So are we collectively ready to admit that when it comes to swords and horses movies, no one does it better than Ridley Scott? Between Gladiator, Kingdom of Heaven (the Director’s Cut), and even his 2010 version of Robin Hood, Scott’s really made a name for himself with this type of epic. Now, for the first of his two 2021 releases, he’s back at it with The Last Duel, which sees Matt Damon and Ben Affleck teaming up on a script for the first time since their iconic Good Will Hunting. And this time, they’ve brought in a third partner in Nicole Holofcener, who wrote Can You Ever Forgive Me?.
The difference between The Last Duel and the other medieval (or earlier) movies I mentioned (plus Exodus: Gods and Kings, which I’ve yet to see) is that it’s not quite an epic in the sense that the others are. There are a couple of battle sequences, but nothing quite to the scale of what he’s done before. The Last Duel takes place in late 14th century France or two reasons: because the events of the film almost perfectly mirror those of the #MeToo movement and because many of the mindsets that are present in the world of the film are still present today.
It takes a methodical approach to an interesting subject — Jacques Le Gris (Adam Driver) is accused of sexually assaulting Marguerite (Jodie Comer), the wife of Jacques’ former friend Jean de Carrouges (Damon). Of course, the powers that be believe Le Gris, who denies all allegations, while Marguerite just wants to have her voice heard. The parallels are obvious. While the technical laws of modern society have changed (women are no longer a man’s property as they are here, for example), the basic principles are still present. Le Gris is handsome and charming, so he’s usually able to sleep with any woman he wants without repercussions or consent. But once he approaches Marguerite in this way, the tables have been turned for him.
Most notable in all of this is that no one actually seems to care about Marguerite’s position. Carrouges sees the assault as a transgression against himself, and he only married Marguerite in the first place to increase his land holdings. And of course, Le Gris has only been out for himself the entire time. The intention of the film isn’t to show us how we’ve progressed past the mindsets of the time (one man laughably says, “A rape cannot cause pregnancy. This is just science!”), but rather to hold a mirror up to our society to show us just how little progress we’ve made in the 635 years since the film’s titular last duel.

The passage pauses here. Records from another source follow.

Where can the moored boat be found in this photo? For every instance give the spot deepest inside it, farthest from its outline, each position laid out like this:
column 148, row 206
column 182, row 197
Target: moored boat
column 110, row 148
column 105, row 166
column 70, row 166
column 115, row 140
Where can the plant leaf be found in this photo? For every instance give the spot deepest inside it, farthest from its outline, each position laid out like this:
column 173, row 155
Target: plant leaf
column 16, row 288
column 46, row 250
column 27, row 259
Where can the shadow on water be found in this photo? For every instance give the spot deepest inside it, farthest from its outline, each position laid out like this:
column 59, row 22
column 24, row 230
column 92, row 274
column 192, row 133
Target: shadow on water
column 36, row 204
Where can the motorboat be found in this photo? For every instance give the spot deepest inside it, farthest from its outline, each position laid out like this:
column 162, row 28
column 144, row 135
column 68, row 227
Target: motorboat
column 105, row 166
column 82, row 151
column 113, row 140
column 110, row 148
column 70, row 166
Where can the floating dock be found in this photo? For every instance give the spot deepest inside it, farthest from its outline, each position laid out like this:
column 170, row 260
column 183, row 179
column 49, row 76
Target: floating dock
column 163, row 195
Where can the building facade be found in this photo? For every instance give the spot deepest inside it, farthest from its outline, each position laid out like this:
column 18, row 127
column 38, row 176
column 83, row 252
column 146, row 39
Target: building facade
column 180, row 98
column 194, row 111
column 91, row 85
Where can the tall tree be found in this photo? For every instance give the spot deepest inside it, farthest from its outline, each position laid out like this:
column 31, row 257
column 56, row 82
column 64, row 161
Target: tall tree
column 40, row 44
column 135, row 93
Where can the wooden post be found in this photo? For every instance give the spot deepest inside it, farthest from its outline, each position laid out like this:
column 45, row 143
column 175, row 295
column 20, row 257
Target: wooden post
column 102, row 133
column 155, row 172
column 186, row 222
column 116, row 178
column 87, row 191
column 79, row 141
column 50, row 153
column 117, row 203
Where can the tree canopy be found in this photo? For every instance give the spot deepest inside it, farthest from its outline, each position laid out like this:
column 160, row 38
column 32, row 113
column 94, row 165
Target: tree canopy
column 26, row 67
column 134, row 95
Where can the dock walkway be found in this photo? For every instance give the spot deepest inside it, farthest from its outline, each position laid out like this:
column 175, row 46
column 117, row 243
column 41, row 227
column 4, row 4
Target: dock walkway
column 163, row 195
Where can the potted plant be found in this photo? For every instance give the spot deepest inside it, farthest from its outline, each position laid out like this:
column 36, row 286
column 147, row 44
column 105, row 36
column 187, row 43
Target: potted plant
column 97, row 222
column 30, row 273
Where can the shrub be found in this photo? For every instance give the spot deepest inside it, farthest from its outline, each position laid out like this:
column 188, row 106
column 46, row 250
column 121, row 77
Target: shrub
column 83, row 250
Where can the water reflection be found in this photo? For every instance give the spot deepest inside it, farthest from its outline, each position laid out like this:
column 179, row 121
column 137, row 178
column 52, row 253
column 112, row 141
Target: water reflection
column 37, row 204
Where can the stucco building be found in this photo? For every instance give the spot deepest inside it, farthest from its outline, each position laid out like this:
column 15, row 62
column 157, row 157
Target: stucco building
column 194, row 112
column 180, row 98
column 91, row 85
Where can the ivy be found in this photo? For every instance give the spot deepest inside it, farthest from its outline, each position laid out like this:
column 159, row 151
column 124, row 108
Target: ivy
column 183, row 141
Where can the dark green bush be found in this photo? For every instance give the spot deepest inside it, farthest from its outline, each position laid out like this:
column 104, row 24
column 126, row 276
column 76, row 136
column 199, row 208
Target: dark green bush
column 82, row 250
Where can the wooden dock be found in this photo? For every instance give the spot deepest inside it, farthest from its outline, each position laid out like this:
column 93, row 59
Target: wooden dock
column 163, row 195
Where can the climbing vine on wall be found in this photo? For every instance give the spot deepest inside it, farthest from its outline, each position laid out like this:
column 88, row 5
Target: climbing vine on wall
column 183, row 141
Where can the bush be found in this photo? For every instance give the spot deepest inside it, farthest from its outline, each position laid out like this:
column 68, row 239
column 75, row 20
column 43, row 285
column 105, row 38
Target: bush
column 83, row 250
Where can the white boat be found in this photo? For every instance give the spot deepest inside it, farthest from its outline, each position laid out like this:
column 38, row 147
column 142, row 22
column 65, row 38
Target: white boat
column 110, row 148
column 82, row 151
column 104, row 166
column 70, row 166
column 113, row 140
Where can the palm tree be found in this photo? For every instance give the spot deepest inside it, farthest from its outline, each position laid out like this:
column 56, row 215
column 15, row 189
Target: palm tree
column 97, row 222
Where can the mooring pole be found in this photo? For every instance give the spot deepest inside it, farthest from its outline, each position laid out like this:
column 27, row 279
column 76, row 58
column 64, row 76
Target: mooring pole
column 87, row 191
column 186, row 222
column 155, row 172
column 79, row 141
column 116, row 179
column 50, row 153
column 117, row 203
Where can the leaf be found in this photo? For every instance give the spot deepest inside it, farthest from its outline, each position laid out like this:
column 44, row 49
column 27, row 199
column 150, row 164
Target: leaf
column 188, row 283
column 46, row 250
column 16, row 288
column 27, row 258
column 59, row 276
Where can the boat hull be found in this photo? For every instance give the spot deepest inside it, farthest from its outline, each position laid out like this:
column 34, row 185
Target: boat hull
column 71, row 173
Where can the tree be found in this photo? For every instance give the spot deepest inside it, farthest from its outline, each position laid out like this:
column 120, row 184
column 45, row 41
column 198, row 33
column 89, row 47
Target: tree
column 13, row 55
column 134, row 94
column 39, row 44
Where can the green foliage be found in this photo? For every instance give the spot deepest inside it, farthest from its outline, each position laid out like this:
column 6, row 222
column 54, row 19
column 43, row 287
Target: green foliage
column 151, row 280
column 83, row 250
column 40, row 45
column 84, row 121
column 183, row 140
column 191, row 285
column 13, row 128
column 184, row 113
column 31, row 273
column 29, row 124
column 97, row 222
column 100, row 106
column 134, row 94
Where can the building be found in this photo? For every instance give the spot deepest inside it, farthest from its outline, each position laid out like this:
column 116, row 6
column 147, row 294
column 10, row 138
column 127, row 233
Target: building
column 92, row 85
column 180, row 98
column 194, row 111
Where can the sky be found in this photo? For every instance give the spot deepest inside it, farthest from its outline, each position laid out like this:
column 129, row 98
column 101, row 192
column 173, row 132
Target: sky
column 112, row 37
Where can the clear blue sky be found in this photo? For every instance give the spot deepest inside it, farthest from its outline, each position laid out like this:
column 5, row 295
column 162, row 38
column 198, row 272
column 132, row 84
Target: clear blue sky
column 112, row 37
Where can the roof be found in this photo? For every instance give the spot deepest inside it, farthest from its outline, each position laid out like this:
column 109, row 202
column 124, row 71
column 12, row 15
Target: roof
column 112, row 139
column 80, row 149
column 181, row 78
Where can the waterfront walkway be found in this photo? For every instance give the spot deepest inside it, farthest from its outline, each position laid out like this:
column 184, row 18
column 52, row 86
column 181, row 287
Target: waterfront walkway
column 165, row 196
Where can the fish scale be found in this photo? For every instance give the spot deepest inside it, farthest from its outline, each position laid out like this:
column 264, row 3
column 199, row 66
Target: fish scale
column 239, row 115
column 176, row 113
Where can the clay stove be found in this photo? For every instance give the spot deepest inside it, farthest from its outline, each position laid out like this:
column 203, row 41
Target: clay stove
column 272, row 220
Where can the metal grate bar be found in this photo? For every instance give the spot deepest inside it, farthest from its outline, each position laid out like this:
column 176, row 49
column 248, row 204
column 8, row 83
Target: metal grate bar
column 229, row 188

The way the writers and director have set up the plot, we see the events transpire three different times — first from the perspective of Carrouges, then the perspective of Le Gris, and finally from that of Marguerite herself. Each section is prefaced by a title card saying “The truth according to [insert character here],” but when it gets to Marguerite’s perspective the words, “the truth” linger just a bit longer than everything else. It’s obvious that this movie is meant to be a “believe women” vehicle, because while Marguerite just wants justice and a peaceful life, all that the men around her are able to do is act like brutes, constantly trying to passive aggressively one-up each other at every possible turn. (As a side note, it’s great to see Driver and Damon going back to their roots of playing two-faced miscreants)
This framing is exactly what causes the movie to be successful in my mind. Unequivocally stating that Marguerite’s version of the story is the true one — whether it’s historically accurate or not — puts a necessary level of conviction behind the film’s message: those in power will do whatever is necessary to stay in power, and those with even the slightest desire for it (or just an inferiority complex) will do whatever is necessary to achieve it. Damon didn’t write any part of the script to make his character look redeemable, nor should he have. And as for Affleck, he plays a French lord who buddies up with Le Gris and exudes a smarmy sleaziness which Affleck pulls off perfectly. And like Damon, his character is clearly not deserving of empathy.
Oddly, for a film about such a heavy and important subject, it feels like everyone behind it was having fun making it. Or at the very least, there was true care behind the scenes to make it the best and most honest it could be. Holofcener, Damon, and Affleck’s script does exactly what it needs to, and Scott is surprisingly subdued in his filmmaking. Apart from The Duel, there are only a couple of action sequences with swords flying everywhere. Otherwise, the physical setting and production design seem incidental. Meanwhile, the work in front of the camera from Comer and Driver specifically is predictably great.
As a Ridley Scott apologist, The Last Duel is a treat. I’m glad that he’s back to making movies that people can agree are great. This one even rivals the likes of Prometheus, Kingdom of Heaven, and Thelma & Louise in its progressive point of view on hot button topics. I’d love to see more of it going forward.